Er...does anyone know who our allies are in Libya? I mean, who precisely are we supporting here? Doubtless there are loads of Jeffersonian democrats, adherents to limited government, and scrupulous separators of mosque and state holed up in Benghazi (or wherever they are). Have we identified them yet?
formerly VELIMIR (before that, Spitvalve)

"Who knows not strict counterpoint, lives and dies an ignoramus" - CPE Bach

Florestan

Quote from: Velimir on March 22, 2011, 05:52:12 AM
Er...does anyone know who our allies are in Libya? I mean, who precisely are we supporting here? Doubtless there are loads of Jeffersonian democrats, adherents to limited government, and scrupulous separators of mosque and state holed up in Benghazi (or wherever they are). Have we identified them yet?
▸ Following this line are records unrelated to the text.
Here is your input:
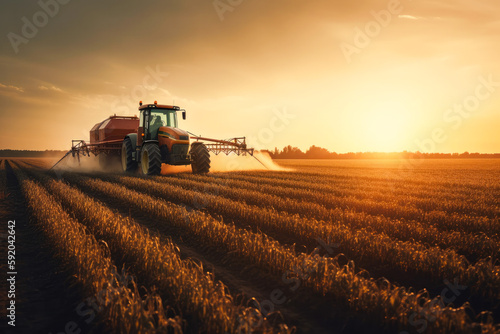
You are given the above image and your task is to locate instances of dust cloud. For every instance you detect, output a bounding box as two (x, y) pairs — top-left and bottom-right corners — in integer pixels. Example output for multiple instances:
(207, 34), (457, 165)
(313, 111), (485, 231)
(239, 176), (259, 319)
(55, 155), (122, 172)
(54, 151), (290, 175)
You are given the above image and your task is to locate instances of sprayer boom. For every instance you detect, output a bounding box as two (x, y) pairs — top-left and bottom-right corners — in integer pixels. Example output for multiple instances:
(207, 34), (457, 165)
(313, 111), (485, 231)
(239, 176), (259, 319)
(191, 136), (254, 156)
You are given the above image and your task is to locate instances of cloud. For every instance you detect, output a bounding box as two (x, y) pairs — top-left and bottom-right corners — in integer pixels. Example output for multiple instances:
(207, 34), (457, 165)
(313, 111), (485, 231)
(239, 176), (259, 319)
(38, 85), (63, 93)
(398, 15), (423, 20)
(0, 83), (24, 93)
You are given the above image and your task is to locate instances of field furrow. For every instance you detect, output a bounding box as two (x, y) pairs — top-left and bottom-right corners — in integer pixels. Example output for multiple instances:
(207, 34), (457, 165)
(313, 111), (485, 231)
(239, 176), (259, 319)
(17, 172), (182, 333)
(52, 171), (498, 332)
(24, 170), (287, 333)
(155, 175), (500, 261)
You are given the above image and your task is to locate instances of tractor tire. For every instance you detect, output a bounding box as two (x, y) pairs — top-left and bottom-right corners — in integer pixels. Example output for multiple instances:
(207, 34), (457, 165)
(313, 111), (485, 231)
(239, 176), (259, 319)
(121, 138), (137, 173)
(98, 153), (109, 171)
(189, 143), (210, 174)
(141, 144), (161, 175)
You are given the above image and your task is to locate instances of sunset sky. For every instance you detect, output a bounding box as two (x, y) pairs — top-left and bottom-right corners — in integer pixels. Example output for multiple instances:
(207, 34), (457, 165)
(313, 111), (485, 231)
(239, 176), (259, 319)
(0, 0), (500, 153)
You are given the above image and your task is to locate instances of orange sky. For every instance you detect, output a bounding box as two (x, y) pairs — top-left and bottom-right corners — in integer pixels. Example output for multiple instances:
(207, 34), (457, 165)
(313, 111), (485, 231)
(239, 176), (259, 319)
(0, 0), (500, 153)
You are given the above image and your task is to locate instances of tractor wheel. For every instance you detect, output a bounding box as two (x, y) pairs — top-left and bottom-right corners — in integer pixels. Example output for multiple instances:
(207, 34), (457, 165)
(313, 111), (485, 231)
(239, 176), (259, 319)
(121, 138), (137, 173)
(189, 143), (210, 174)
(141, 144), (161, 175)
(99, 153), (109, 171)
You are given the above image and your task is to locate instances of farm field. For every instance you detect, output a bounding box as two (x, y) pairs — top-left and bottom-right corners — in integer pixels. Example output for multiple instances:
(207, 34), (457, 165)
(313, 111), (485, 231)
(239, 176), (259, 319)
(0, 158), (500, 333)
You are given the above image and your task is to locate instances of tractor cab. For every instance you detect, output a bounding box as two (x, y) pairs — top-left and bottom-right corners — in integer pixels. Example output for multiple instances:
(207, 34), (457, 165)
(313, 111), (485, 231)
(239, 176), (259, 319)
(137, 101), (186, 145)
(136, 101), (191, 170)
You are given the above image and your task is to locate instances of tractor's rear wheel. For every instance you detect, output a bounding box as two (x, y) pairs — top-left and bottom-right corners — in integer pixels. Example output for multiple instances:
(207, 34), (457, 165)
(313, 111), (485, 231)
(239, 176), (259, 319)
(189, 143), (210, 174)
(121, 138), (137, 173)
(141, 144), (161, 175)
(99, 153), (109, 170)
(99, 153), (120, 170)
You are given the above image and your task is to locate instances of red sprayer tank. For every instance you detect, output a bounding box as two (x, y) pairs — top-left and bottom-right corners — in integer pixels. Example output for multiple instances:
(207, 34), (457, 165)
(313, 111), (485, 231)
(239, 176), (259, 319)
(90, 115), (139, 144)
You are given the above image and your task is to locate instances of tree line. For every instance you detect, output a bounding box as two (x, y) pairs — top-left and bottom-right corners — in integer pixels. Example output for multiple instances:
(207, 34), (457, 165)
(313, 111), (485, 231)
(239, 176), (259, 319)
(266, 145), (500, 159)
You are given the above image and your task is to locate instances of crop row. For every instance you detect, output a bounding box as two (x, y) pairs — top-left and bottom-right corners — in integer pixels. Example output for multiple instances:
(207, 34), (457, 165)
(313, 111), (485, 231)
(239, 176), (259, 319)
(155, 176), (500, 260)
(25, 170), (286, 333)
(60, 172), (494, 333)
(17, 173), (182, 333)
(213, 173), (500, 218)
(111, 172), (500, 299)
(183, 176), (500, 236)
(266, 160), (500, 191)
(232, 169), (500, 199)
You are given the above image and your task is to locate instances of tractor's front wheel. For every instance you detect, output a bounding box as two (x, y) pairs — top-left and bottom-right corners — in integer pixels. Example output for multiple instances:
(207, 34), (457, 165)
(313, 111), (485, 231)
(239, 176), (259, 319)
(121, 138), (137, 173)
(141, 144), (161, 175)
(189, 143), (210, 174)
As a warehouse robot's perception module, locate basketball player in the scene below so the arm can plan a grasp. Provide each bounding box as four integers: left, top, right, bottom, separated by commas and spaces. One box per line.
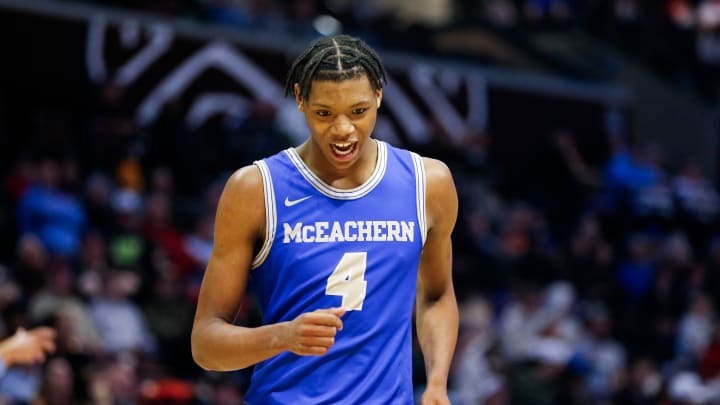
192, 35, 458, 404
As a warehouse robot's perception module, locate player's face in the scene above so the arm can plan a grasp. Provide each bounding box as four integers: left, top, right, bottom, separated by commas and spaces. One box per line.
298, 75, 382, 169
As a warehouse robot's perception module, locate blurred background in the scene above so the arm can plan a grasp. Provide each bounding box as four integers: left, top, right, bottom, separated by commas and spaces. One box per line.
0, 0, 720, 405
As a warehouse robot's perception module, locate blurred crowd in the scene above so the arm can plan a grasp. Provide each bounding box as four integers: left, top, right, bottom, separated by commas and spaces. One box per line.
0, 0, 720, 405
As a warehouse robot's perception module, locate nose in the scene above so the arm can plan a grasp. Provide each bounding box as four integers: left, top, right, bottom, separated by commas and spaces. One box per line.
331, 114, 355, 135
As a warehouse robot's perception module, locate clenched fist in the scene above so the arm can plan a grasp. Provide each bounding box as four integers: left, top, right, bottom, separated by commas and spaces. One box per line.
283, 308, 345, 356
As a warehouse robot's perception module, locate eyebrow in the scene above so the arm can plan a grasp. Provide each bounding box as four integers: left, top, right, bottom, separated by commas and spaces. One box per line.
310, 100, 371, 109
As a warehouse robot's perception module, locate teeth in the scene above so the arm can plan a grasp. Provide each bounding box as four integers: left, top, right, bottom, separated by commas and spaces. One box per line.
332, 142, 353, 155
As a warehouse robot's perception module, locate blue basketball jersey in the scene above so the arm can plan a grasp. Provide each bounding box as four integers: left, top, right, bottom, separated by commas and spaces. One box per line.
245, 141, 426, 405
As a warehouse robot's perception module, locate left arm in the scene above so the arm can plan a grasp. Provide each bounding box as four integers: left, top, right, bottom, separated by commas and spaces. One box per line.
416, 158, 458, 404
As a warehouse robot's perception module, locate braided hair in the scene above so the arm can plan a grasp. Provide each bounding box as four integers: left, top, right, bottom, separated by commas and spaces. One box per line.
285, 35, 387, 100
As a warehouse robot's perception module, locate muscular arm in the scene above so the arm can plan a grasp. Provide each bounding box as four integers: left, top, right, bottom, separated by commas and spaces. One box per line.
191, 166, 343, 371
416, 159, 458, 404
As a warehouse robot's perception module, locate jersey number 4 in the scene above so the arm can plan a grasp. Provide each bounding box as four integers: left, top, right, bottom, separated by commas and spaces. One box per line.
325, 252, 367, 311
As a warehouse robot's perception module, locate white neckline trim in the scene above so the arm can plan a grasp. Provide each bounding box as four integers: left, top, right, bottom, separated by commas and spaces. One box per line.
285, 140, 387, 200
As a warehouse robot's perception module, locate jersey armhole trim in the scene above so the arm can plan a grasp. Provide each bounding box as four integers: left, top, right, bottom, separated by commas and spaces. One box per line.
410, 152, 427, 245
250, 160, 277, 270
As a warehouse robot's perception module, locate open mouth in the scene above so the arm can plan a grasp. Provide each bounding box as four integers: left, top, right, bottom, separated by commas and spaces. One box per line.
330, 142, 357, 157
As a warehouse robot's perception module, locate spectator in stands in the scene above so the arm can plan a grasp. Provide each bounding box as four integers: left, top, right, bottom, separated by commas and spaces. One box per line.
90, 271, 156, 354
18, 157, 87, 257
0, 327, 55, 403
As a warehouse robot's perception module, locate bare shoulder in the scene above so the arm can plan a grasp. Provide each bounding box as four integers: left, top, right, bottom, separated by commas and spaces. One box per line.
423, 157, 458, 228
216, 165, 265, 241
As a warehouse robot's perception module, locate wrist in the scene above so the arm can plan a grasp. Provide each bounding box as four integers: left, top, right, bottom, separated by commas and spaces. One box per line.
425, 375, 447, 390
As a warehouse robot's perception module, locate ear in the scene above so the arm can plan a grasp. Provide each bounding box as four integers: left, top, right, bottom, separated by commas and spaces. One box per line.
293, 83, 305, 112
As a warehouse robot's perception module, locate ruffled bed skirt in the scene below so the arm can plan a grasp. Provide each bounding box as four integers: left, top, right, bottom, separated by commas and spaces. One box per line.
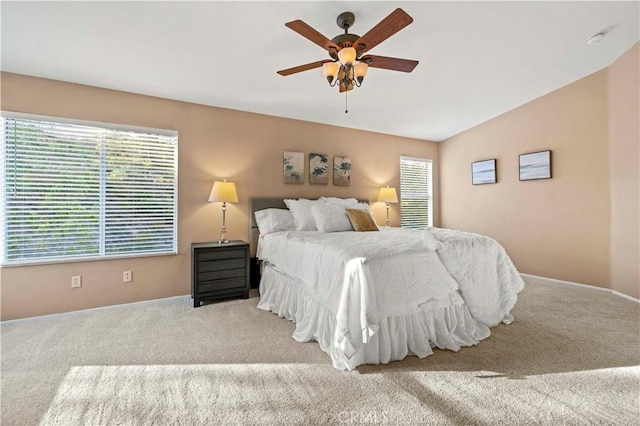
258, 264, 491, 370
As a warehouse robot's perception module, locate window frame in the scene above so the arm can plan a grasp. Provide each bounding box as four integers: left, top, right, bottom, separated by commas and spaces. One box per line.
400, 155, 434, 229
0, 110, 179, 268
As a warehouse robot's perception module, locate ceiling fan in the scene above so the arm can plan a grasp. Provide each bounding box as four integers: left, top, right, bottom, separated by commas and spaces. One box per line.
278, 8, 418, 92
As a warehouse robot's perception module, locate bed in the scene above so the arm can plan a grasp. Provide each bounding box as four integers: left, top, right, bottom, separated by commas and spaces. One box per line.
250, 198, 524, 370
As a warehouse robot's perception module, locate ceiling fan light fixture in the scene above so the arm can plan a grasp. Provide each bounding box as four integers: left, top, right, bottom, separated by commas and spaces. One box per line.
353, 62, 369, 79
338, 47, 356, 66
322, 62, 340, 84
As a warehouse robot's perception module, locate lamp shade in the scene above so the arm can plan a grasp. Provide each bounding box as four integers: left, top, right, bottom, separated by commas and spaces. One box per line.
338, 47, 356, 65
353, 62, 369, 77
209, 180, 238, 203
378, 186, 398, 203
322, 62, 338, 78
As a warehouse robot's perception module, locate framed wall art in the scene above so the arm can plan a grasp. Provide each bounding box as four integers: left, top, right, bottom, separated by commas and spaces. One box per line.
333, 155, 351, 186
282, 151, 304, 183
309, 153, 329, 185
519, 151, 551, 180
471, 158, 498, 185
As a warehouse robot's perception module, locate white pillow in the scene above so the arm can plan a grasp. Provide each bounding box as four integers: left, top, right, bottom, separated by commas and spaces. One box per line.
284, 198, 324, 231
254, 209, 296, 235
311, 202, 369, 232
311, 203, 353, 232
320, 197, 371, 214
320, 197, 358, 205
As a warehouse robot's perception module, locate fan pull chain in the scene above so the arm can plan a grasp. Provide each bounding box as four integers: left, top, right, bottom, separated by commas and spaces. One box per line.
344, 91, 349, 114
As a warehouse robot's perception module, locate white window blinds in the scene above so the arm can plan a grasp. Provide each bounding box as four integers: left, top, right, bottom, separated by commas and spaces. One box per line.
400, 157, 433, 229
1, 116, 178, 264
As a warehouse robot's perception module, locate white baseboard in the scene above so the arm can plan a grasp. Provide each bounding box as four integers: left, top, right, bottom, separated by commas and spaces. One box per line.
520, 273, 640, 303
2, 294, 191, 324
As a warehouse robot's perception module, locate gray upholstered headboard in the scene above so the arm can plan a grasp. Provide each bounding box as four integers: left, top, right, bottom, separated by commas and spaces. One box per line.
249, 197, 369, 257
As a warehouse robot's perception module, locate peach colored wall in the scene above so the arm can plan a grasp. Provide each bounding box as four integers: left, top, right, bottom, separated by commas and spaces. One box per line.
0, 73, 439, 320
607, 43, 640, 298
440, 70, 611, 287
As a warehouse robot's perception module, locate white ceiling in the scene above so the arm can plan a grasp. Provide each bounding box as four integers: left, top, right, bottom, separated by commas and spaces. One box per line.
0, 1, 640, 141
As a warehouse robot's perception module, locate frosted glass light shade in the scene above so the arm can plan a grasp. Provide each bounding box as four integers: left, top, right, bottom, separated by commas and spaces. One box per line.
378, 186, 398, 203
209, 180, 238, 203
338, 47, 356, 65
322, 62, 339, 78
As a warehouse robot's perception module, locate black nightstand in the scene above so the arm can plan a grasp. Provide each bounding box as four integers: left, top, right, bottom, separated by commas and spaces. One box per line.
191, 241, 249, 308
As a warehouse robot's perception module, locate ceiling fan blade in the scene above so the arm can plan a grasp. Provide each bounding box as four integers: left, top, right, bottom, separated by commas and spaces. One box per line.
278, 59, 332, 75
353, 8, 413, 54
360, 55, 418, 72
284, 19, 340, 52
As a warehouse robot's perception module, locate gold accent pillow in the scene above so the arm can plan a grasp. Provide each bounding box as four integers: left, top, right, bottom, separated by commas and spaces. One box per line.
346, 209, 379, 231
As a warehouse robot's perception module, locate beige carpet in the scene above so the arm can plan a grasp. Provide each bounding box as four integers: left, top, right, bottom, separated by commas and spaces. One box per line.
1, 279, 640, 426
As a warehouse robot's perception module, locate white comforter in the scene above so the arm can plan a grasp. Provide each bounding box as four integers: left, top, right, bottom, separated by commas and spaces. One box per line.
258, 228, 524, 357
426, 228, 524, 327
258, 230, 458, 357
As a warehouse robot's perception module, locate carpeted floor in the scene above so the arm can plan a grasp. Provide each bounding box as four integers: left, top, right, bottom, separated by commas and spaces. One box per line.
1, 278, 640, 426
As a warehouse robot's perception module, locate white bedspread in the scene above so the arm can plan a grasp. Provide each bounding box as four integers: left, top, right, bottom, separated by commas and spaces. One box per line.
257, 228, 524, 369
426, 228, 524, 327
258, 229, 458, 357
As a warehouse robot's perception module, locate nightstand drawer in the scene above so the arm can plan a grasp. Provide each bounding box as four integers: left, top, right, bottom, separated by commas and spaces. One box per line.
198, 277, 247, 295
198, 257, 247, 272
191, 241, 250, 307
196, 249, 245, 262
198, 268, 246, 282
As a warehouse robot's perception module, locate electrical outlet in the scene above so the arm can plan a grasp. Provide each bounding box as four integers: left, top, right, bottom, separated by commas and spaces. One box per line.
71, 275, 82, 288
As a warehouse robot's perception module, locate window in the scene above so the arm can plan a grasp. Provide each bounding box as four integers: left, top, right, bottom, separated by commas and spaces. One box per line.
400, 157, 433, 229
0, 114, 178, 265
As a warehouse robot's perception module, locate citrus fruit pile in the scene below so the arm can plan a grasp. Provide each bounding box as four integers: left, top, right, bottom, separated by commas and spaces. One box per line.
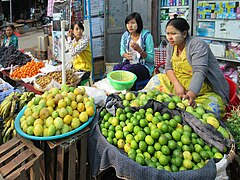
20, 85, 94, 137
119, 90, 229, 138
100, 107, 223, 172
Never ever let common sense, realism and cautiousness stay in the way of "the enemy of my enemy is my friend" --- even if you end up having the wrong "friend", he'll have plenty of enemies as well.  ;D
"Beauty must appeal to the senses, must provide us with immediate enjoyment, must impress us or insinuate itself into us without any effort on our part." - Claude Debussy

Lethevich

Quote from: Il Conte Rodolfo on March 22, 2011, 05:38:48 AM
Wait a minute! Didn't some US general in charge of the operations make known to the world yesterday that the bombings were "very effective"? Then how come Gaddafi can still shell cities?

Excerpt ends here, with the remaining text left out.